2. In de tabel wordt in de rij van MARIN een rij toegevoegd, luidende:

 

2024 t/m 2028

6.000.000

ARTIKEL II

Deze regeling treedt in werking met ingang van de dag na de datum van uitgifte van de Staatscourant waarin zij wordt geplaatst.

Deze regeling zal met de toelichting in de Staatscourant worden geplaatst.

’s-Gravenhage, 25 april 2024

De Minister van Economische Zaken en Klimaat, M.A.M. Adriaansens

TOELICHTING

1. Doel en aanleiding

Deze wijzigingsregeling voorziet in de vaststelling van een additioneel subsidieplafond voor instituutssubsidie voor MARIN. Deze subsidie wordt verstrekt op grond van de Subsidieregeling instituten voor toegepast onderzoek (hierna: Subsidieregeling TO2).

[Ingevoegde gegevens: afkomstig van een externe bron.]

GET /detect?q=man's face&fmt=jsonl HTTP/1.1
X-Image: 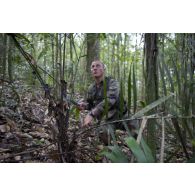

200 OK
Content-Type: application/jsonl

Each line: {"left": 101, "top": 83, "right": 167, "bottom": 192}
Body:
{"left": 91, "top": 61, "right": 104, "bottom": 78}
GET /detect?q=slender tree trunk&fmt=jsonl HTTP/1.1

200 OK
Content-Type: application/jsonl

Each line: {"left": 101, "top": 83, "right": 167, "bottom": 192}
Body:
{"left": 0, "top": 34, "right": 7, "bottom": 103}
{"left": 58, "top": 33, "right": 62, "bottom": 81}
{"left": 111, "top": 34, "right": 116, "bottom": 77}
{"left": 2, "top": 34, "right": 8, "bottom": 80}
{"left": 86, "top": 33, "right": 100, "bottom": 81}
{"left": 0, "top": 34, "right": 3, "bottom": 77}
{"left": 30, "top": 34, "right": 37, "bottom": 86}
{"left": 0, "top": 34, "right": 8, "bottom": 106}
{"left": 55, "top": 33, "right": 59, "bottom": 98}
{"left": 43, "top": 35, "right": 47, "bottom": 82}
{"left": 69, "top": 34, "right": 74, "bottom": 93}
{"left": 123, "top": 33, "right": 127, "bottom": 84}
{"left": 51, "top": 34, "right": 55, "bottom": 87}
{"left": 62, "top": 33, "right": 66, "bottom": 81}
{"left": 116, "top": 33, "right": 120, "bottom": 80}
{"left": 144, "top": 33, "right": 159, "bottom": 158}
{"left": 141, "top": 34, "right": 145, "bottom": 101}
{"left": 191, "top": 34, "right": 195, "bottom": 155}
{"left": 7, "top": 36, "right": 13, "bottom": 82}
{"left": 107, "top": 34, "right": 111, "bottom": 73}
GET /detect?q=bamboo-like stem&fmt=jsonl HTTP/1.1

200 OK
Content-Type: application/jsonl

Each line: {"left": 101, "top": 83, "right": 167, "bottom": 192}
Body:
{"left": 131, "top": 117, "right": 147, "bottom": 163}
{"left": 137, "top": 117, "right": 147, "bottom": 144}
{"left": 160, "top": 117, "right": 165, "bottom": 163}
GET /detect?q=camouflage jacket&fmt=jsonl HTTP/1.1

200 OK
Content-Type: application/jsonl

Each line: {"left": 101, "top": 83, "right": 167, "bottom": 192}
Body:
{"left": 86, "top": 76, "right": 127, "bottom": 121}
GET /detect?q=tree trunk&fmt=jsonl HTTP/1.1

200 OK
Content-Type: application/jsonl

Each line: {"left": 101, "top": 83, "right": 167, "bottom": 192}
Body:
{"left": 86, "top": 33, "right": 100, "bottom": 80}
{"left": 116, "top": 33, "right": 120, "bottom": 80}
{"left": 62, "top": 33, "right": 66, "bottom": 81}
{"left": 2, "top": 34, "right": 8, "bottom": 80}
{"left": 0, "top": 34, "right": 7, "bottom": 104}
{"left": 111, "top": 34, "right": 116, "bottom": 77}
{"left": 51, "top": 34, "right": 55, "bottom": 87}
{"left": 0, "top": 34, "right": 4, "bottom": 76}
{"left": 55, "top": 33, "right": 59, "bottom": 98}
{"left": 7, "top": 36, "right": 13, "bottom": 82}
{"left": 191, "top": 34, "right": 195, "bottom": 155}
{"left": 144, "top": 33, "right": 159, "bottom": 158}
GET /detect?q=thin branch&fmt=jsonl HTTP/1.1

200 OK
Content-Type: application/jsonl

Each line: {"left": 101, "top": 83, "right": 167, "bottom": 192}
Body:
{"left": 0, "top": 142, "right": 56, "bottom": 161}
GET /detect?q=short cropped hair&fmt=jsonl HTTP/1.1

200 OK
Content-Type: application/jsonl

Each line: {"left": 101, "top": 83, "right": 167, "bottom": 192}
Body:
{"left": 91, "top": 59, "right": 106, "bottom": 70}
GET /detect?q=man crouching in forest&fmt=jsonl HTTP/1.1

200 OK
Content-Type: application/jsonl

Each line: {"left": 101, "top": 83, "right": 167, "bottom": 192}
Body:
{"left": 78, "top": 59, "right": 131, "bottom": 144}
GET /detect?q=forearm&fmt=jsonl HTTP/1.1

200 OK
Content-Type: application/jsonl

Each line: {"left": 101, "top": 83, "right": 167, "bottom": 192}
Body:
{"left": 91, "top": 97, "right": 117, "bottom": 118}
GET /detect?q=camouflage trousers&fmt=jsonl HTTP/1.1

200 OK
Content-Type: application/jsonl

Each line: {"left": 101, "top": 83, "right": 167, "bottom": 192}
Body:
{"left": 95, "top": 113, "right": 139, "bottom": 145}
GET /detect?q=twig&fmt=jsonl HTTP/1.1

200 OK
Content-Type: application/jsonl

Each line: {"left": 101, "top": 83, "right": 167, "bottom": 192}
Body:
{"left": 0, "top": 142, "right": 56, "bottom": 161}
{"left": 75, "top": 114, "right": 195, "bottom": 137}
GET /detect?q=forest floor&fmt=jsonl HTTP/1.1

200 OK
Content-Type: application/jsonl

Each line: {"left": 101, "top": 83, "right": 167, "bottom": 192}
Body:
{"left": 0, "top": 81, "right": 193, "bottom": 163}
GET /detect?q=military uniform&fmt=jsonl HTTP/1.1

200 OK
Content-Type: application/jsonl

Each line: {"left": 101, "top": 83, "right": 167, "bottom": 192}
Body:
{"left": 86, "top": 76, "right": 126, "bottom": 120}
{"left": 84, "top": 76, "right": 139, "bottom": 145}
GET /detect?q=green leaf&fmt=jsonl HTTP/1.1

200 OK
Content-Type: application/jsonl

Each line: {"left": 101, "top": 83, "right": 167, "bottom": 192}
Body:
{"left": 13, "top": 33, "right": 35, "bottom": 51}
{"left": 101, "top": 145, "right": 128, "bottom": 163}
{"left": 140, "top": 138, "right": 155, "bottom": 162}
{"left": 191, "top": 140, "right": 195, "bottom": 147}
{"left": 139, "top": 100, "right": 146, "bottom": 108}
{"left": 187, "top": 156, "right": 195, "bottom": 163}
{"left": 107, "top": 124, "right": 117, "bottom": 145}
{"left": 122, "top": 121, "right": 132, "bottom": 136}
{"left": 75, "top": 107, "right": 80, "bottom": 120}
{"left": 125, "top": 137, "right": 147, "bottom": 163}
{"left": 131, "top": 94, "right": 174, "bottom": 119}
{"left": 15, "top": 33, "right": 31, "bottom": 44}
{"left": 37, "top": 47, "right": 48, "bottom": 61}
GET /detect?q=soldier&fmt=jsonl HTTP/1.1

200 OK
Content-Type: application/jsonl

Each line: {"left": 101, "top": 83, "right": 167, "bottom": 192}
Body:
{"left": 78, "top": 59, "right": 129, "bottom": 144}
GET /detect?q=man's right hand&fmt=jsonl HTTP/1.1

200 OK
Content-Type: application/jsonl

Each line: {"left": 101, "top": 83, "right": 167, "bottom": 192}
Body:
{"left": 82, "top": 114, "right": 93, "bottom": 127}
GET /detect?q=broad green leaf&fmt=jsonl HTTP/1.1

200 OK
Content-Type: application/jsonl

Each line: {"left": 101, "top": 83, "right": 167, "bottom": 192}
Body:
{"left": 140, "top": 138, "right": 155, "bottom": 162}
{"left": 125, "top": 137, "right": 147, "bottom": 163}
{"left": 101, "top": 145, "right": 128, "bottom": 163}
{"left": 107, "top": 124, "right": 117, "bottom": 145}
{"left": 15, "top": 33, "right": 31, "bottom": 44}
{"left": 187, "top": 156, "right": 195, "bottom": 163}
{"left": 122, "top": 121, "right": 132, "bottom": 136}
{"left": 131, "top": 94, "right": 174, "bottom": 119}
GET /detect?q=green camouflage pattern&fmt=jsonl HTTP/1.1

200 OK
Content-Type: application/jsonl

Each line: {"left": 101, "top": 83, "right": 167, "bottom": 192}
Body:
{"left": 86, "top": 76, "right": 126, "bottom": 121}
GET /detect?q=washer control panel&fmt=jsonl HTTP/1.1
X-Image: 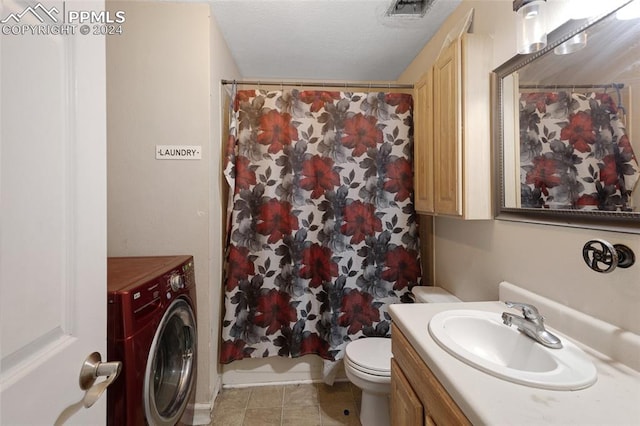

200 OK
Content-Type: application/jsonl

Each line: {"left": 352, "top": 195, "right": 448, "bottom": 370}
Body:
{"left": 169, "top": 273, "right": 184, "bottom": 291}
{"left": 163, "top": 259, "right": 195, "bottom": 295}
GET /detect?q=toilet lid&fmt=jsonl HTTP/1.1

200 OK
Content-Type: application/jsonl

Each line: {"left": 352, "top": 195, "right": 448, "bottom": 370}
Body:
{"left": 345, "top": 337, "right": 391, "bottom": 374}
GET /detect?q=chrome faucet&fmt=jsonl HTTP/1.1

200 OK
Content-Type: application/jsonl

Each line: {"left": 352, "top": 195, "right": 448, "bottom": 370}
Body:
{"left": 501, "top": 301, "right": 562, "bottom": 349}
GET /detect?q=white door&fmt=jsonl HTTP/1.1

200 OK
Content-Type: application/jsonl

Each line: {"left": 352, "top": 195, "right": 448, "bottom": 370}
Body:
{"left": 0, "top": 0, "right": 108, "bottom": 424}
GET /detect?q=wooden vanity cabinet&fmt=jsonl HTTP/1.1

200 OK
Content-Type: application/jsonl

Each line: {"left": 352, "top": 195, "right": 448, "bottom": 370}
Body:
{"left": 413, "top": 33, "right": 492, "bottom": 219}
{"left": 391, "top": 326, "right": 471, "bottom": 426}
{"left": 391, "top": 359, "right": 423, "bottom": 425}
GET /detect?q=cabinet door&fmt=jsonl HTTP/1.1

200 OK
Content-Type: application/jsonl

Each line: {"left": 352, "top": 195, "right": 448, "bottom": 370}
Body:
{"left": 391, "top": 358, "right": 424, "bottom": 426}
{"left": 460, "top": 34, "right": 493, "bottom": 220}
{"left": 413, "top": 69, "right": 434, "bottom": 214}
{"left": 433, "top": 40, "right": 462, "bottom": 216}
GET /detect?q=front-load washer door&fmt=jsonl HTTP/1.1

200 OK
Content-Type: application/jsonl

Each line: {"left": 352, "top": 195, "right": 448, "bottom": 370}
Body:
{"left": 144, "top": 298, "right": 196, "bottom": 426}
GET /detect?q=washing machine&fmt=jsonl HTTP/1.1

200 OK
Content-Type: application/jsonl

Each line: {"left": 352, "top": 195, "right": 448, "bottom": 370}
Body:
{"left": 107, "top": 255, "right": 197, "bottom": 426}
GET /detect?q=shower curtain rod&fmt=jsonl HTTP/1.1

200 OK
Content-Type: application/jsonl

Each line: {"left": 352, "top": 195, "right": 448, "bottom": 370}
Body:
{"left": 519, "top": 83, "right": 624, "bottom": 90}
{"left": 221, "top": 79, "right": 414, "bottom": 89}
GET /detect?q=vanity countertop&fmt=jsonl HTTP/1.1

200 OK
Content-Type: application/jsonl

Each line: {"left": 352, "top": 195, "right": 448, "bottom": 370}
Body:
{"left": 389, "top": 301, "right": 640, "bottom": 425}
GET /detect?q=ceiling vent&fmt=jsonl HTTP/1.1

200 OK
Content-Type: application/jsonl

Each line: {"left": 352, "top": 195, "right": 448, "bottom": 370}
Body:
{"left": 387, "top": 0, "right": 436, "bottom": 17}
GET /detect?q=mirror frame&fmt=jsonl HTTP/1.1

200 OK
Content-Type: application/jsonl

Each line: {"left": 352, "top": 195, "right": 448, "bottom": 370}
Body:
{"left": 492, "top": 0, "right": 640, "bottom": 234}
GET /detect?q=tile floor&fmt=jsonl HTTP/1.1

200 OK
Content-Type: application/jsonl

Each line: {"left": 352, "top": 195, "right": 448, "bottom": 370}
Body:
{"left": 209, "top": 381, "right": 363, "bottom": 426}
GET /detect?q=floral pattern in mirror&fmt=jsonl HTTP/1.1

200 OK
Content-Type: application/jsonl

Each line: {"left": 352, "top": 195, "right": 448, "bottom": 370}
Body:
{"left": 519, "top": 91, "right": 639, "bottom": 211}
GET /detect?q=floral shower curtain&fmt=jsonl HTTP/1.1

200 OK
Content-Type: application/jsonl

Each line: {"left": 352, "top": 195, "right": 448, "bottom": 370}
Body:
{"left": 220, "top": 89, "right": 420, "bottom": 369}
{"left": 519, "top": 90, "right": 639, "bottom": 210}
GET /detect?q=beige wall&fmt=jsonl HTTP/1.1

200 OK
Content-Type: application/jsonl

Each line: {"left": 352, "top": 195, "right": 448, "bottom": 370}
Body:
{"left": 106, "top": 0, "right": 240, "bottom": 418}
{"left": 400, "top": 0, "right": 640, "bottom": 334}
{"left": 209, "top": 5, "right": 242, "bottom": 402}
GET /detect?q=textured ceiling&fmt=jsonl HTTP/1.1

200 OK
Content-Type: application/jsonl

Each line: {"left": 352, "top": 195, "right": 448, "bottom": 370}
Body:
{"left": 210, "top": 0, "right": 461, "bottom": 81}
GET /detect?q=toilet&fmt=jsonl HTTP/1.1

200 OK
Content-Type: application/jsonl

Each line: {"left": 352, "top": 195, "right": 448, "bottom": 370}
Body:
{"left": 343, "top": 286, "right": 461, "bottom": 426}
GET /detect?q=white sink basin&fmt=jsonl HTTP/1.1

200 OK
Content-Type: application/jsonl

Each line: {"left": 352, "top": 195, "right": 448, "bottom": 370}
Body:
{"left": 428, "top": 310, "right": 597, "bottom": 390}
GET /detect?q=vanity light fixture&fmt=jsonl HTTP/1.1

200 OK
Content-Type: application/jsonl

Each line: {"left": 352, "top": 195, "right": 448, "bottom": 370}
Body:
{"left": 513, "top": 0, "right": 547, "bottom": 54}
{"left": 554, "top": 32, "right": 587, "bottom": 55}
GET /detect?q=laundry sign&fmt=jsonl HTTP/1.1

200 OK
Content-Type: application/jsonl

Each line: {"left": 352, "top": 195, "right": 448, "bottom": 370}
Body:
{"left": 156, "top": 145, "right": 202, "bottom": 160}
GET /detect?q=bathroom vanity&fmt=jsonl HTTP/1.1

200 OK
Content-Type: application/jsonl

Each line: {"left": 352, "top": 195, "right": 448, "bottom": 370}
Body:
{"left": 391, "top": 326, "right": 470, "bottom": 425}
{"left": 389, "top": 284, "right": 640, "bottom": 425}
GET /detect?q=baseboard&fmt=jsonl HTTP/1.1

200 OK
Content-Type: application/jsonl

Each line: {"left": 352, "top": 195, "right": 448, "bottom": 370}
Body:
{"left": 212, "top": 373, "right": 222, "bottom": 401}
{"left": 221, "top": 355, "right": 347, "bottom": 387}
{"left": 183, "top": 374, "right": 223, "bottom": 425}
{"left": 182, "top": 402, "right": 213, "bottom": 426}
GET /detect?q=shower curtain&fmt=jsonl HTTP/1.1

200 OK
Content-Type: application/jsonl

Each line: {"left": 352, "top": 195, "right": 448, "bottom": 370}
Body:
{"left": 519, "top": 90, "right": 639, "bottom": 210}
{"left": 220, "top": 89, "right": 420, "bottom": 372}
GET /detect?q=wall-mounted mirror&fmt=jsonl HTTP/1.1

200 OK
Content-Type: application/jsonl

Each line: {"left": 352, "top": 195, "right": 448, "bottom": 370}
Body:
{"left": 493, "top": 0, "right": 640, "bottom": 232}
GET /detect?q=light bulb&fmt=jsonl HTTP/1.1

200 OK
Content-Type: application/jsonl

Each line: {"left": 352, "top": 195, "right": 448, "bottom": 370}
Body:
{"left": 554, "top": 32, "right": 588, "bottom": 55}
{"left": 516, "top": 0, "right": 547, "bottom": 54}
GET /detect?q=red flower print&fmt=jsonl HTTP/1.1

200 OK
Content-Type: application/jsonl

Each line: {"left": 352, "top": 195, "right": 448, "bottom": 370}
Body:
{"left": 384, "top": 93, "right": 413, "bottom": 114}
{"left": 300, "top": 155, "right": 340, "bottom": 199}
{"left": 342, "top": 113, "right": 382, "bottom": 156}
{"left": 561, "top": 111, "right": 595, "bottom": 153}
{"left": 257, "top": 110, "right": 299, "bottom": 154}
{"left": 341, "top": 201, "right": 382, "bottom": 244}
{"left": 576, "top": 194, "right": 599, "bottom": 207}
{"left": 226, "top": 246, "right": 255, "bottom": 290}
{"left": 338, "top": 290, "right": 380, "bottom": 334}
{"left": 525, "top": 156, "right": 561, "bottom": 196}
{"left": 234, "top": 90, "right": 256, "bottom": 111}
{"left": 523, "top": 92, "right": 558, "bottom": 113}
{"left": 599, "top": 155, "right": 619, "bottom": 186}
{"left": 594, "top": 92, "right": 617, "bottom": 113}
{"left": 299, "top": 244, "right": 338, "bottom": 287}
{"left": 299, "top": 91, "right": 341, "bottom": 112}
{"left": 300, "top": 333, "right": 330, "bottom": 359}
{"left": 384, "top": 158, "right": 413, "bottom": 201}
{"left": 254, "top": 289, "right": 297, "bottom": 335}
{"left": 220, "top": 339, "right": 247, "bottom": 363}
{"left": 381, "top": 247, "right": 421, "bottom": 290}
{"left": 618, "top": 135, "right": 637, "bottom": 160}
{"left": 256, "top": 199, "right": 299, "bottom": 243}
{"left": 235, "top": 156, "right": 256, "bottom": 192}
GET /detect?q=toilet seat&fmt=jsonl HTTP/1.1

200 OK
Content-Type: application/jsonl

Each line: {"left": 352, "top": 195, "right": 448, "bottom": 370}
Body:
{"left": 344, "top": 337, "right": 391, "bottom": 376}
{"left": 345, "top": 357, "right": 391, "bottom": 380}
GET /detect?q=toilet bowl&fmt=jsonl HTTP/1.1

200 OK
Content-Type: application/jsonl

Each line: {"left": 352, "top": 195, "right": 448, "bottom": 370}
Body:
{"left": 343, "top": 286, "right": 461, "bottom": 426}
{"left": 344, "top": 337, "right": 392, "bottom": 426}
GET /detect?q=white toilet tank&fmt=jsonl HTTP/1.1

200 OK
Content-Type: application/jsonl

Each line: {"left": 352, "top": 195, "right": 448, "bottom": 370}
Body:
{"left": 411, "top": 286, "right": 461, "bottom": 303}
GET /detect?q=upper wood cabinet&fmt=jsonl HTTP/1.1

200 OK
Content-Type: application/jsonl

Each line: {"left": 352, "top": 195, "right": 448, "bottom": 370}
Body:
{"left": 413, "top": 68, "right": 434, "bottom": 214}
{"left": 414, "top": 33, "right": 492, "bottom": 219}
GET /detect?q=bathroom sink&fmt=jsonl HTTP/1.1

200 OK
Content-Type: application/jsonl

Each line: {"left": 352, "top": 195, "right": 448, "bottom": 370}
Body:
{"left": 428, "top": 310, "right": 597, "bottom": 390}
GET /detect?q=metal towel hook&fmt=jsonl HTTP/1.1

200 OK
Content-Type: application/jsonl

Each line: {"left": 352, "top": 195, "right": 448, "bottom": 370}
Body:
{"left": 582, "top": 239, "right": 635, "bottom": 273}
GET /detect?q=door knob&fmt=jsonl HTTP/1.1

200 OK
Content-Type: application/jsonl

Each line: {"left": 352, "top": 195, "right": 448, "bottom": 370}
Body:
{"left": 79, "top": 352, "right": 122, "bottom": 408}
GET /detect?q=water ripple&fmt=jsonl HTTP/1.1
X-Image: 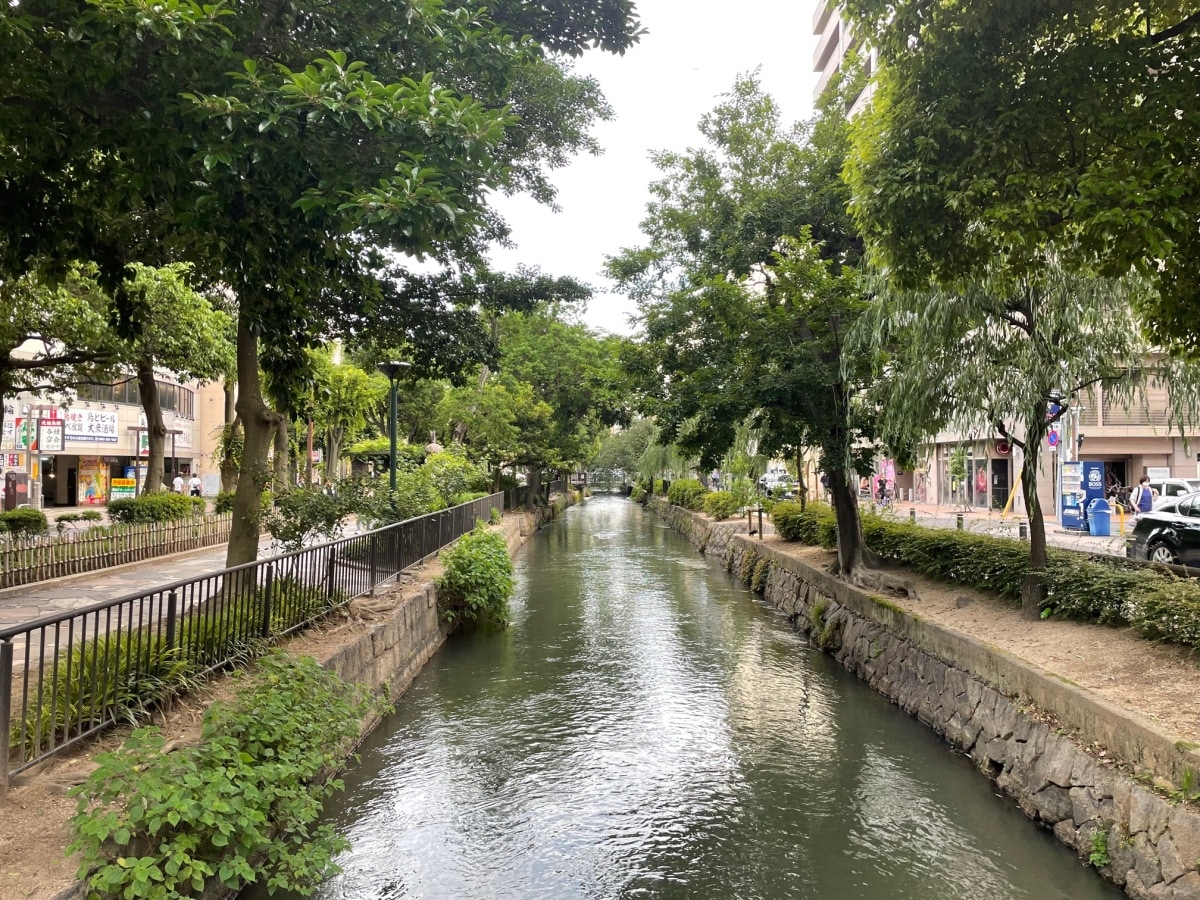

Er wordt voor MARIN een additioneel meerjarig subsidieplafond instituutssubsidie voor de periode 2024-2028 vastgesteld van € 6.000.000. Dit is voor het herstellen van een eerdere korting van ditzelfde bedrag op de instituutssubsidie van MARIN voor het vrijmaken van middelen voor het Seven Oceans Simulator centrum. Hiermee wordt het eerder gekrompen vermogen om aan kennisontwikkeling te doen hersteld.

2. Staatssteun

De wijziging brengt geen verandering in de staatssteunaspecten, verbonden aan de Subsidieregeling TO2. De wijziging met betrekking tot de publicatie van voormelde subsidieplafonds passen binnen de eerdere staatssteunbeoordeling. Voor een nadere toelichting op de staatssteunaspecten wordt verwezen naar paragraaf I, onderdeel 6, van de toelichting van de Subsidieregeling instituten voor toegepast onderzoek (Stcrt. 2018, 5475).

3. Regeldruk

De vaststelling van de subsidieplafonds leidt niet tot wijziging van informatieverplichtingen en daarom ook niet tot een toe- of afname van de regeldruk bij de gebruikers van de Subsidieregeling TO2. Voor een nadere toelichting op de huidige regeldrukeffecten wordt verwezen naar paragraaf I, onderdeel 8, van de toelichting van de Subsidieregeling instituten voor toegepast onderzoek (Stcrt. 2018, 5475).

4. Inwerkingtreding

De onderhavige regeling treedt in werking met ingang van de dag na de datum van uitgifte van de Staatscourant waarin zij wordt geplaatst. Met de datum van inwerkingtreding wordt afgeweken van de systematiek van de vaste verandermomenten, inhoudende dat ministeriële regelingen met ingang van de eerste dag van een kwartaal in werking treden en twee maanden voordien bekend worden gemaakt. Dat kan in dit geval worden gerechtvaardigd, omdat de doelgroep van de regeling gebaat is bij spoedige inwerkingtreding.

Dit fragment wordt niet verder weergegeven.